Abstract

Background: Sca-1+ cardiac stem cells and their limited proliferative potential were major limiting factors for use in various studies. Methods: Therefore, the effects of sphere genetically engineered cardiac stem cells (S-GECS) inserted with telomerase reverse transcriptase (TERT) were investigated to examine cardiomyocyte survival under hypoxic conditions. GECS was obtained from hTERT-immortalized Sca-1+ cardiac stem cell (CSC) lines, and S-GECS were generated using poly-HEMA. Results: The optimal conditions for S-GECS was determined to be 1,052 GECS cells/mm 2 and a 48 hours culture period. Compared to adherent-GECS (A-GECS) and S-GECS showed significantly higher mRNA expression of the growth factors SDF-1α and CXCR4. S-GECS conditioned medium (CM) significantly reduced the proportion of early and late apoptotic cardiomyoblasts during CoCl 2 -induced hypoxic injury; however, gene silencing via CXCR4 siRNA deteriorated the protective effects of S-GECS against hypoxic injury.
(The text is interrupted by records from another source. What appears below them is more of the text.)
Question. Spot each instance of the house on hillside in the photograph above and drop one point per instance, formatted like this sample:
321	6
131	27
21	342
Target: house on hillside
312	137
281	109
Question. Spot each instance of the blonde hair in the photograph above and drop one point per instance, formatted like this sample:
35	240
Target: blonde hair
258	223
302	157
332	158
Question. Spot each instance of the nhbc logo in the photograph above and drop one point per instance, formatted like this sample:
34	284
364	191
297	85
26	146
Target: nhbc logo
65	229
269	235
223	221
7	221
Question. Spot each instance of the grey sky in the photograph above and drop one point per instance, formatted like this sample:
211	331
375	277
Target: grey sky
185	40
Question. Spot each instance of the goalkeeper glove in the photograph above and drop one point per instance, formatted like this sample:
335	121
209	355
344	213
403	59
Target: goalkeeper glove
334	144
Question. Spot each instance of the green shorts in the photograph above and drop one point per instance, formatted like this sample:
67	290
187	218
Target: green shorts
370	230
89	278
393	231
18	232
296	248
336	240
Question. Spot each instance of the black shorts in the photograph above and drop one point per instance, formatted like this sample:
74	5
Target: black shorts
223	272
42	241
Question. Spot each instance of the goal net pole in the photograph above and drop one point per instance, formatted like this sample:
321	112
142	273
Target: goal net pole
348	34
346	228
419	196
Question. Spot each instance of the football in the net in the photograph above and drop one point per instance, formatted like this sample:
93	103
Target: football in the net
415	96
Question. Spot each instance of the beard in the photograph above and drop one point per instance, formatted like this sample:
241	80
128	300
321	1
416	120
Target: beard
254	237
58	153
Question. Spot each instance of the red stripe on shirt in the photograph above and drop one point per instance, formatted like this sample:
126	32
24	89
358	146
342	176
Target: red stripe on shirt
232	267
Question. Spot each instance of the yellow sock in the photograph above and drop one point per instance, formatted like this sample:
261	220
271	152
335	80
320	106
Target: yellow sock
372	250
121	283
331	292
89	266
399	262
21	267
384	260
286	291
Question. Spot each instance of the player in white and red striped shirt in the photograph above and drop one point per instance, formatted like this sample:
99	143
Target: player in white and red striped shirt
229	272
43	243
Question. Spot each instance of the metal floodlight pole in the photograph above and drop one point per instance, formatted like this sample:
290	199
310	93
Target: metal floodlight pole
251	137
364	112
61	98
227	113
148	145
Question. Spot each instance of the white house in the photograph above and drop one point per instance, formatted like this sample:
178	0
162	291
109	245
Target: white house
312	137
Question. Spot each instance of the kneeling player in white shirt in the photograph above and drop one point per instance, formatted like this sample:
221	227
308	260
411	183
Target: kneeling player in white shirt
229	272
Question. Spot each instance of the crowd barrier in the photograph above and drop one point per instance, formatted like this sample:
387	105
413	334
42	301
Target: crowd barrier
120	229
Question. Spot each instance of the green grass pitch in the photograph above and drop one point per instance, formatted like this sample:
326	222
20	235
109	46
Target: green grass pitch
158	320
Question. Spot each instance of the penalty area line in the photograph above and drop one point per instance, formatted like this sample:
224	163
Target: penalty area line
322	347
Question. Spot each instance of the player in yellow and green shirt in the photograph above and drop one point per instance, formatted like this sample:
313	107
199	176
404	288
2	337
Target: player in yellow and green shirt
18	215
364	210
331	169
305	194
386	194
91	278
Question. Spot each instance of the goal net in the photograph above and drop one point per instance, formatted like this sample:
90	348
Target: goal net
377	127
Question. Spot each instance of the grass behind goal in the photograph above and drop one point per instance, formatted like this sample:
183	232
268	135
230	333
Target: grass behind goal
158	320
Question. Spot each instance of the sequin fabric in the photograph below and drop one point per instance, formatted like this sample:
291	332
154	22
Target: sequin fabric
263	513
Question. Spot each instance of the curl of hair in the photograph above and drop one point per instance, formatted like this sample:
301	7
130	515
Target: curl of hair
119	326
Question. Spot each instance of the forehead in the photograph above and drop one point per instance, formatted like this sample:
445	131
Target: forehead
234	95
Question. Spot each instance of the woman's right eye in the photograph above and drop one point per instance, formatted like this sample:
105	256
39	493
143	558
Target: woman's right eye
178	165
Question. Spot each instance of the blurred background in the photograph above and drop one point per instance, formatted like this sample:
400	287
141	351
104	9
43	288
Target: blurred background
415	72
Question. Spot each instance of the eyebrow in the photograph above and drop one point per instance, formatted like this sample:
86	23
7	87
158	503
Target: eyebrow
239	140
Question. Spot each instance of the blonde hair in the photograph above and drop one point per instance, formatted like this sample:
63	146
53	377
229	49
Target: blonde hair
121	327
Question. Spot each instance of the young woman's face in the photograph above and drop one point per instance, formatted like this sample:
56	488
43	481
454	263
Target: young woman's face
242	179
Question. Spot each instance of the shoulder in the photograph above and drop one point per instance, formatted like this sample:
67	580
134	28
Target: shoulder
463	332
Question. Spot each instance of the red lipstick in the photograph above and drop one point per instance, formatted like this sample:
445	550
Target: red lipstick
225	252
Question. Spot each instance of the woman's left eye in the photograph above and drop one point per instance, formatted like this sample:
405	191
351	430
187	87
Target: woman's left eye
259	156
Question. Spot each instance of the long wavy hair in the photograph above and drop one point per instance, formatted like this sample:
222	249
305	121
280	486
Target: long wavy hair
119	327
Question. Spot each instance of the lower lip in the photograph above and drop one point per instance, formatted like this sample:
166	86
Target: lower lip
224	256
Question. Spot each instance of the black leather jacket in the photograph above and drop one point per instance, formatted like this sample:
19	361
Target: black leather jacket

As downstream pathways of SDF-1α/CXCR4, the Erk and Akt signaling pathways were stimulated in the presence of S-GECS CM. S-GECS transplantation into a rat acute myocardial infarction model improved cardiac function and reduced the fibrotic area. These cardioprotective effects were confirmed to be related with the SDF-1α/CXCR4 pathway. Conclusions: Our findings suggest that paracrine factors secreted from transplanted cells may protect host cardiomyoblasts in the infarcted myocardium, contributing to beneficial left ventricle (LV) remodeling after acute myocardial infarction (AMI).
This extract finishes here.